Seuls 380 accords d’entreprise portant sur les effets au travail du changement climatique ont été signés en trois ans, selon les résultats de l’enquête de Sextant Expertise publiée le 11 décembre. « Cette étude met en lumière un retard préoccupant dans la prise en compte du dérèglement climatique », analyse le cabinet d’expertise.
Plusieurs agences nationales et internationales alertent pourtant sur l’augmentation des risques professionnels liée aux fortes chaleurs. Si certains risques physiques liés aux canicules ainsi que des situations de travail à risque (par exemple, porter des charges lourdes ou travailler en extérieur) sont parfois identifiés par les entreprises, d’autres risques doivent être pris en compte.
Le rapport de l’Anses de 2018 « effets du changement climatique en milieu de travail » souligne notamment les risques chimiques, d’incendie et d’explosion qui augmentent avec l’élévation des températures, ceux d’accidents en raison de la baisse de la vigilance, ou encore les risques biologiques liés à la prolifération d’organismes pathogènes.
D’après l’analyse de Sextant Expertise, l’industrie manufacturière regroupe 38 % des accords signés, un secteur suivi par le transport et l’entreposage avec 16 % des accords.

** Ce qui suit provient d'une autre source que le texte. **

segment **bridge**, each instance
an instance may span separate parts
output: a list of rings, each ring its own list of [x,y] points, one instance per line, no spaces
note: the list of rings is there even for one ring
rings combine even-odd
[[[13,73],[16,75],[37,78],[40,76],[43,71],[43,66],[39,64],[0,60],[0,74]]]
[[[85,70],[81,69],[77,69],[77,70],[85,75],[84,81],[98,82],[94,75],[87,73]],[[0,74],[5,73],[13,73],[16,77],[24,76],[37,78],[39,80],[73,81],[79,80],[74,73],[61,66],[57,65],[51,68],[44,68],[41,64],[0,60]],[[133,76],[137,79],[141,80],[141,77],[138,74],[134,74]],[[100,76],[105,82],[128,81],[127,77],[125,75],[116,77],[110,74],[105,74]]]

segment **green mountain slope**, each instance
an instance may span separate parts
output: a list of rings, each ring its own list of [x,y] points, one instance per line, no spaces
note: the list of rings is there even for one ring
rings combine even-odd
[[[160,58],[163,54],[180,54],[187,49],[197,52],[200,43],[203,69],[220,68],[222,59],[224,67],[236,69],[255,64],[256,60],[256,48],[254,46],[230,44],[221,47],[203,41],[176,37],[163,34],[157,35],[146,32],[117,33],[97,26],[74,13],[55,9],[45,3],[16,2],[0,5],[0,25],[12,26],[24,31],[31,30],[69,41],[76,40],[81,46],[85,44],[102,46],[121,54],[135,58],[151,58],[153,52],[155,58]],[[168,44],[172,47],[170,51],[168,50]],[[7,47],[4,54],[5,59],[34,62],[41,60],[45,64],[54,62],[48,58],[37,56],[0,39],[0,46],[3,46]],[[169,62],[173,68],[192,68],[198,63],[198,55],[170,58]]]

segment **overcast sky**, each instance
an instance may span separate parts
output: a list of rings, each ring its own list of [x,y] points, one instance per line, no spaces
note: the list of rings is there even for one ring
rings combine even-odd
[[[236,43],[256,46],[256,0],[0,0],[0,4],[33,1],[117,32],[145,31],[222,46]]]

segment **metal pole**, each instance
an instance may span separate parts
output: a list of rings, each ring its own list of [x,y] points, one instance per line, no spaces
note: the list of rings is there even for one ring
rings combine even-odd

Le cabinet s’étonne que la construction ne représente que 8 % des accords d’entreprise alors que ce « secteur travaille au plus près des aléas climatiques ». Les négociations sont aussi rares dans l’agriculture, pourtant particulièrement exposée aux effets du changement climatique.
Autre enseignement de l’étude, seuls 8 % des accords comportent une adaptation complète et structurée autour des trois dimensions, techniques, humaines et organisationnelles.
Sextant Expertise a cependant repéré 32 accords innovants, dont « sept exemplaires ». Ces textes prévoient, par exemple, une réorganisation des horaires, des pauses supplémentaires, des aménagements des rotations entre zones chaudes et zones tempérées. Ils anticipent des arrêts temporaires d’activité en cas d’alerte rouge.
« Le dérèglement climatique transforme le travail plus vite que la négociation ne s’adapte » : selon Sextant Expertise, réduire ce décalage devient indispensable. Depuis le 1er juillet 2025, les obligations des employeurs sont renforcées en matière de prévention des risques professionnels en cas de fortes chaleurs ou canicule. Ces obligations des employeurs, souvent considérées comme minimales au regard des enjeux pour la santé des travailleurs et travailleuses, ne sont pas suffisantes.
Pour l’Agence nationale pour l’amélioration des conditions de travail (Anact), il est nécessaire de repérer avec les travailleurs concernés les différents risques liés au travail par fortes chaleurs en s’appuyant sur les situations de travail réelles. Une étude de l’Anact de 2023 a également montré que le changement climatique est rarement un objet de dialogue social. « Le repérage des risques, l’identification des mesures de prévention et de leurs effets, les évolutions du travail et du système de production nécessitent pourtant d’être pensés et mis en discussion en s’appuyant sur l’expertise des salariés », souligne l’agence.